American Vampire Sinks Its Teeth In

American Vampire:  Volume 2

Written by Scott Snyder

Illustrated by Rafael Albuquerque and Mateus Santolouco

Published by Vertigo

4 Out of 5 Stars

I suspected this before, but volume 2 in the American Vampire storyline confirms what has now become an inalienable truth: Scott Snyder is a bad ass. And so are his vampires.

In volume 1, we were introduced to Skinner Sweet, the first American Vampire whose accidental creation proved to be a blow against the old school European vampires; Sweet is faster, stronger, and unlike any breed of vampire that came before him. Clearly, there's some symbolism here about America rising out of the outmoded aristocratic societies from which its populace immigrated to become a superpower, but who cares because there are VAMPIRES who are KILLING people and ENJOYING it without turning into emo-esque tortured souls after the blood spatters have hit the wall.

Volume 2 continues the story of many of the characters introduced in the first volume, but the setting is approximately a decade later (this is one of my favorite aspects of this series, the way it's not afraid to jump forward in time and explore its characters as America continues to work its way through its adolescence as a nation). The first storyline follows Las Vegas police chief Cashel McCogan as he investigates a series of murders that occur during the building of the Hoover Dam. Cashel is shocked to find out that his city harbors more than the mortal vices of gambling, drinking, and prostitution when he discovers that Sin City has more monsters hiding in its shadows than in its bright lights. The second storyline focuses on Pearl, the vampire created by Skinner Sweet in volume 1, as she tries to create an idyllic life with her human husband, Henry, and avoid the past that she knows is tracking her down.
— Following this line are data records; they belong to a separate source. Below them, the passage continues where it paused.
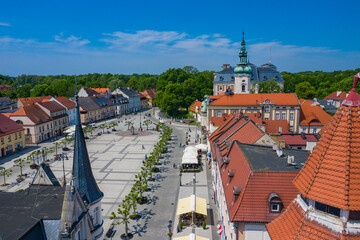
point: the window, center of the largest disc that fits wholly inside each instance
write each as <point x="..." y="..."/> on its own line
<point x="328" y="209"/>
<point x="291" y="116"/>
<point x="267" y="108"/>
<point x="275" y="207"/>
<point x="275" y="203"/>
<point x="277" y="116"/>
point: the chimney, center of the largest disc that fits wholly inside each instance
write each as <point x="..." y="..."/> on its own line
<point x="290" y="160"/>
<point x="236" y="192"/>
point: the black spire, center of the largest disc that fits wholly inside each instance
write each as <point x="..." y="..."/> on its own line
<point x="83" y="179"/>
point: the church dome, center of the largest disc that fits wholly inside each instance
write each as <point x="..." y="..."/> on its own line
<point x="246" y="69"/>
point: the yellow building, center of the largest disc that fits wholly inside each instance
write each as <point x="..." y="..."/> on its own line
<point x="12" y="136"/>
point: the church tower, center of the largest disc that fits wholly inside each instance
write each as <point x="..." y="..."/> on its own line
<point x="242" y="71"/>
<point x="328" y="205"/>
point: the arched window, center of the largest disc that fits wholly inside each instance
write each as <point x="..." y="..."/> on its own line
<point x="275" y="203"/>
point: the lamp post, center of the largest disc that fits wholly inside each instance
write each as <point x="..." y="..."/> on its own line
<point x="63" y="156"/>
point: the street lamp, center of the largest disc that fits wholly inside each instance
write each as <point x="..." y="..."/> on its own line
<point x="63" y="156"/>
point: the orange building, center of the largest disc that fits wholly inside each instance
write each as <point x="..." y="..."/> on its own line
<point x="328" y="205"/>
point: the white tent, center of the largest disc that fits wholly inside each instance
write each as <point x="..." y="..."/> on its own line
<point x="190" y="155"/>
<point x="202" y="147"/>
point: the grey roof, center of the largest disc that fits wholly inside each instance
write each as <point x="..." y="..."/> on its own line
<point x="259" y="74"/>
<point x="101" y="101"/>
<point x="119" y="99"/>
<point x="328" y="107"/>
<point x="84" y="179"/>
<point x="88" y="103"/>
<point x="263" y="158"/>
<point x="129" y="92"/>
<point x="48" y="172"/>
<point x="23" y="211"/>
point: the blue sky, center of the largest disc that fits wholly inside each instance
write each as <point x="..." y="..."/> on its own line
<point x="67" y="37"/>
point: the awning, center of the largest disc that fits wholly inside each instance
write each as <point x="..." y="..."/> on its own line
<point x="192" y="236"/>
<point x="202" y="147"/>
<point x="192" y="204"/>
<point x="71" y="129"/>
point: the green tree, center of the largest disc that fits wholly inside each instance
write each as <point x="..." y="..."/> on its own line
<point x="24" y="91"/>
<point x="305" y="90"/>
<point x="42" y="90"/>
<point x="123" y="215"/>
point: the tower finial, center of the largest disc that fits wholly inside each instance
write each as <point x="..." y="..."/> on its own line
<point x="356" y="79"/>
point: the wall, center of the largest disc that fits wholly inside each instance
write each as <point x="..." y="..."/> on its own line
<point x="17" y="142"/>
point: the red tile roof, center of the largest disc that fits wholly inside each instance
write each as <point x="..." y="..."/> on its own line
<point x="66" y="102"/>
<point x="298" y="139"/>
<point x="256" y="99"/>
<point x="331" y="174"/>
<point x="33" y="100"/>
<point x="252" y="204"/>
<point x="101" y="90"/>
<point x="194" y="105"/>
<point x="306" y="102"/>
<point x="52" y="106"/>
<point x="293" y="224"/>
<point x="339" y="95"/>
<point x="8" y="126"/>
<point x="314" y="116"/>
<point x="272" y="126"/>
<point x="33" y="112"/>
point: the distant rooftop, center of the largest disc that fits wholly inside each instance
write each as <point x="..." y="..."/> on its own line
<point x="261" y="158"/>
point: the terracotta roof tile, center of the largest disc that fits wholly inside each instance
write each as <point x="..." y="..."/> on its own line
<point x="194" y="105"/>
<point x="256" y="99"/>
<point x="339" y="95"/>
<point x="273" y="126"/>
<point x="314" y="116"/>
<point x="329" y="173"/>
<point x="252" y="204"/>
<point x="8" y="126"/>
<point x="66" y="102"/>
<point x="298" y="139"/>
<point x="33" y="100"/>
<point x="52" y="106"/>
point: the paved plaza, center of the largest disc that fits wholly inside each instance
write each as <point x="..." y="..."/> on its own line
<point x="116" y="157"/>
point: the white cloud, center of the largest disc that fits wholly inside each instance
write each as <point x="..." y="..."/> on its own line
<point x="5" y="24"/>
<point x="71" y="40"/>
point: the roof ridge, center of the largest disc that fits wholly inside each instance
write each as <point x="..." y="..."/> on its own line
<point x="322" y="155"/>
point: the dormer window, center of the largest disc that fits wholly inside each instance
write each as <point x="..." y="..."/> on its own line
<point x="275" y="203"/>
<point x="231" y="174"/>
<point x="236" y="192"/>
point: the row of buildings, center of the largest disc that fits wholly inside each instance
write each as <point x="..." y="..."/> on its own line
<point x="43" y="118"/>
<point x="284" y="185"/>
<point x="47" y="210"/>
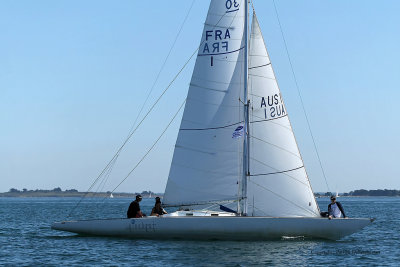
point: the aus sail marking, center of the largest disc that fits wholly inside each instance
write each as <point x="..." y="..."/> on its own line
<point x="273" y="106"/>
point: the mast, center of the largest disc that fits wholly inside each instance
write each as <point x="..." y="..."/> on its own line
<point x="246" y="142"/>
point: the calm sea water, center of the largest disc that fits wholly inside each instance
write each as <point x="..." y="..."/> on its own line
<point x="26" y="239"/>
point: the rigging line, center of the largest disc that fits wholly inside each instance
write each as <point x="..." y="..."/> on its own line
<point x="145" y="116"/>
<point x="260" y="66"/>
<point x="286" y="174"/>
<point x="271" y="173"/>
<point x="301" y="99"/>
<point x="213" y="128"/>
<point x="276" y="146"/>
<point x="163" y="65"/>
<point x="157" y="78"/>
<point x="151" y="148"/>
<point x="269" y="119"/>
<point x="130" y="135"/>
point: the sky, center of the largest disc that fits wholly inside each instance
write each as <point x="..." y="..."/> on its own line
<point x="74" y="75"/>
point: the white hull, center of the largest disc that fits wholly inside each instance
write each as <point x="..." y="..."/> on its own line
<point x="223" y="228"/>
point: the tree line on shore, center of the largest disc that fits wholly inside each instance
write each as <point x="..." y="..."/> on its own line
<point x="13" y="192"/>
<point x="366" y="193"/>
<point x="59" y="191"/>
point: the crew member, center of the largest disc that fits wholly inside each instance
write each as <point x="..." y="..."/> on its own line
<point x="134" y="208"/>
<point x="158" y="209"/>
<point x="335" y="209"/>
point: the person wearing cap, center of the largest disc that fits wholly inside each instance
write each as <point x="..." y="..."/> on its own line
<point x="134" y="208"/>
<point x="158" y="210"/>
<point x="335" y="209"/>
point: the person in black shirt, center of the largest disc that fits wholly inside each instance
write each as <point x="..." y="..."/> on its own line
<point x="134" y="208"/>
<point x="335" y="209"/>
<point x="158" y="210"/>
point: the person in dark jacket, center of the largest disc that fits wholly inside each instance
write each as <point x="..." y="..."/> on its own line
<point x="335" y="209"/>
<point x="158" y="210"/>
<point x="134" y="208"/>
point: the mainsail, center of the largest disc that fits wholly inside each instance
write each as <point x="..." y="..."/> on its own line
<point x="278" y="184"/>
<point x="207" y="165"/>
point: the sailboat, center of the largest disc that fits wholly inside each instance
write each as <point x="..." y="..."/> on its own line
<point x="236" y="173"/>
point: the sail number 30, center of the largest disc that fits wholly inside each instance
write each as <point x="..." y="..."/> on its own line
<point x="229" y="4"/>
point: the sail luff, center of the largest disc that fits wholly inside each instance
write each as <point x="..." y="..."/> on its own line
<point x="246" y="142"/>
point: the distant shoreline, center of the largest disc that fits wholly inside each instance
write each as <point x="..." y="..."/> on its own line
<point x="57" y="192"/>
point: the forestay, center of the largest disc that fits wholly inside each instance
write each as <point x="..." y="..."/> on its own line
<point x="207" y="161"/>
<point x="278" y="184"/>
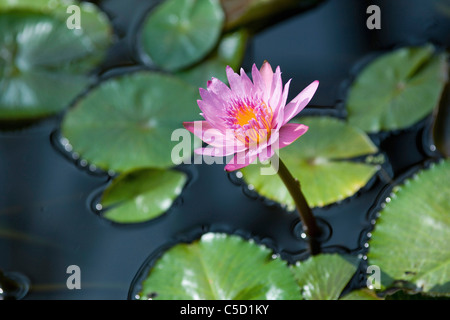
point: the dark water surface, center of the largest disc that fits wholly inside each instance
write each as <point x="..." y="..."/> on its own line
<point x="46" y="217"/>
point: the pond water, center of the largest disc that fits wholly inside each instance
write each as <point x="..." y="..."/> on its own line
<point x="47" y="221"/>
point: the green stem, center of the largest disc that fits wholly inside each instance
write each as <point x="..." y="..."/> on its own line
<point x="306" y="216"/>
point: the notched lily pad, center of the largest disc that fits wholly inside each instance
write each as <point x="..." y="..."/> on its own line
<point x="318" y="161"/>
<point x="142" y="195"/>
<point x="127" y="122"/>
<point x="324" y="277"/>
<point x="43" y="64"/>
<point x="219" y="267"/>
<point x="397" y="89"/>
<point x="179" y="33"/>
<point x="410" y="240"/>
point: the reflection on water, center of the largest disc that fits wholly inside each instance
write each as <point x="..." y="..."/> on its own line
<point x="46" y="219"/>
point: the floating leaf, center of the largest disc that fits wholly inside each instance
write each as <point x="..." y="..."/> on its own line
<point x="179" y="33"/>
<point x="43" y="64"/>
<point x="361" y="294"/>
<point x="410" y="240"/>
<point x="220" y="267"/>
<point x="316" y="160"/>
<point x="142" y="195"/>
<point x="127" y="122"/>
<point x="230" y="52"/>
<point x="324" y="277"/>
<point x="397" y="89"/>
<point x="94" y="23"/>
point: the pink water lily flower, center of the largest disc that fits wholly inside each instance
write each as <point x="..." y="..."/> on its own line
<point x="249" y="119"/>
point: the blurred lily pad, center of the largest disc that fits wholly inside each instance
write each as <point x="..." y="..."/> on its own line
<point x="318" y="161"/>
<point x="179" y="33"/>
<point x="324" y="277"/>
<point x="410" y="240"/>
<point x="142" y="195"/>
<point x="127" y="122"/>
<point x="230" y="52"/>
<point x="219" y="267"/>
<point x="361" y="294"/>
<point x="397" y="89"/>
<point x="43" y="64"/>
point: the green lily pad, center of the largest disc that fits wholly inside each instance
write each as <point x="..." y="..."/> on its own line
<point x="230" y="52"/>
<point x="317" y="161"/>
<point x="142" y="195"/>
<point x="179" y="33"/>
<point x="324" y="277"/>
<point x="127" y="122"/>
<point x="361" y="294"/>
<point x="397" y="89"/>
<point x="410" y="240"/>
<point x="219" y="267"/>
<point x="43" y="64"/>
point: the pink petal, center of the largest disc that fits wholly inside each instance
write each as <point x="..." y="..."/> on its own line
<point x="278" y="111"/>
<point x="240" y="160"/>
<point x="276" y="91"/>
<point x="289" y="133"/>
<point x="212" y="115"/>
<point x="246" y="83"/>
<point x="267" y="75"/>
<point x="300" y="101"/>
<point x="220" y="89"/>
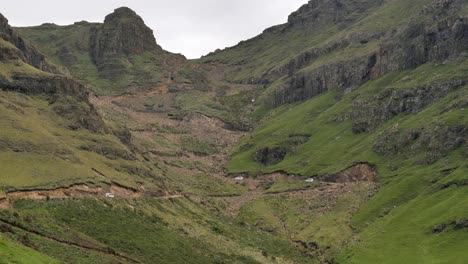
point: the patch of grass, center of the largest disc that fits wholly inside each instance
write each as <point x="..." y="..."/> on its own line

These stories continue to develop the characters of Sweet and Pearl, as well as Felicia and Abilena Book who have become vampire hunters intent on making Sweet pay for turning Jim Book. I continue to love the idea of various types of vampires (like the Gaelic Prime), each of which must be killed in a different fashion, and how the American breed proves particularly difficult to kill as no one--man or vampire--has discovered its unique weaknesses. There are also some nice plot twists (with a chilling end to the first storyline of Cashel McCogan) and questions that still have yet to be answered (such as what exactly is Felicia Book, the naturally born child of Abilena and the infected Jim Book). I suppose it's on to volume 3 to find out.